Great trip report and photos. What part of NC are you from? I live in WS. shaggy


----------



## mecllap (Jan 10, 2009)

Asheville

There's a Priced Less (or Food for Less) by the Foster's near the airport (on Dorcy/Crewe/Owen Roberts). 

The new one that we went to is a Cost-U-Less (no membership) that is at Governor's Square, on Lime Tree Road, just off West Bay Road (first street north of the Westin).  Since we there two weeks, it seemed worth it to buy in bulk, although we did have lots of leftovers -- still think it was cost-efficient compared to small packages at the grocery store for most things (altho Foster's does have some good sales -- the first week, they had tomatoes cheaper than we had them here; they are a main staple for us).  Foster's posts their ad on their website which is very handy -- you can check it on Thursday before you leave.

The one by the airport would be handier for folks staying on the east side.  


Jbart74 -- how do you like staying on the east side?  We drove over there just to look at it, and we were glad we had both weeks on the west side.  Since we're not divers, we thought it seemed awfully out of the way, and also even windier.


----------



## Jbart74 (Jan 10, 2009)

mecllap said:


> Jbart74 -- how do you like staying on the east side?  We drove over there just to look at it, and we were glad we had both weeks on the west side.  Since we're not divers, we thought it seemed awfully out of the way, and also even windier.
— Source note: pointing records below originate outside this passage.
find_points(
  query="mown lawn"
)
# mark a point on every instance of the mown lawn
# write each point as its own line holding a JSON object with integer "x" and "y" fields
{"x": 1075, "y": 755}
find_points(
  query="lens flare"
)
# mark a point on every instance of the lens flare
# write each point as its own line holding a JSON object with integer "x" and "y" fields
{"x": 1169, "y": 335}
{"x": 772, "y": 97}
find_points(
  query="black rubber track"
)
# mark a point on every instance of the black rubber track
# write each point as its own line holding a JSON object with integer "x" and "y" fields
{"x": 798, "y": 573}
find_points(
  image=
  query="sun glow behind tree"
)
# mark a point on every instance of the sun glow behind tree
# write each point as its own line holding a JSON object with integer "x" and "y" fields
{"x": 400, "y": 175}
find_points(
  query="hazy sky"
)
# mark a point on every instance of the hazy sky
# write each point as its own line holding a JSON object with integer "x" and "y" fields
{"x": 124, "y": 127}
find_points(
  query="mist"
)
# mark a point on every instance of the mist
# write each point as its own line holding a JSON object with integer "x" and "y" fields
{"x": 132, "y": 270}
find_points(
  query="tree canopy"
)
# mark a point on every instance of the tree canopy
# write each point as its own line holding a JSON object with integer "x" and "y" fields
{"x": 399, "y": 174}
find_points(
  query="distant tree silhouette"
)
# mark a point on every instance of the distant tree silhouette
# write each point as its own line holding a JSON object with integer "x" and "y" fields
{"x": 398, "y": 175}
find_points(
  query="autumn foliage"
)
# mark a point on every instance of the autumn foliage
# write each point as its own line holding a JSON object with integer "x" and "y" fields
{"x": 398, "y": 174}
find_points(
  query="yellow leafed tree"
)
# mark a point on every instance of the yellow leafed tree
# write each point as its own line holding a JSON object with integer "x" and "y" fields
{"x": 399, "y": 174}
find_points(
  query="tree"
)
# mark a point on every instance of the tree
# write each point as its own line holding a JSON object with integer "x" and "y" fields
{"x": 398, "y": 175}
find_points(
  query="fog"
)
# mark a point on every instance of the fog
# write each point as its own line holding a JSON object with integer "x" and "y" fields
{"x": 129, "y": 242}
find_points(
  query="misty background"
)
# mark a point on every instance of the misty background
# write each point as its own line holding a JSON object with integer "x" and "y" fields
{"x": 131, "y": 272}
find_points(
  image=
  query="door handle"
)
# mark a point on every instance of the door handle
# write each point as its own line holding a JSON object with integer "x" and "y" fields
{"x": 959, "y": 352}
We love it out on the East End!  We've owned Morritt's for about 15 years and wouldn't stay anywhere else on the island.  It's a very relaxing place, away from the crowds and you never see anyone from a cruise ship except occasionally at Rum Point up in Kaibo.  But we keep track of the port schedules so we know when to avoid that too.  It is a little windier but it has never bothered us.  It's a fair trade to stay away from the crowds.  Also, it's like a family there.  The snorkeling off the beautiful beach is some of the best shore snorkeling on the island too.  We have many friends there that know our names, etc...  We also don't care about shopping or eating out so the distance from Georgetown is not an issue.  It's a better way to vacation, in my opinion.  But it definitely is not for everyone!


----------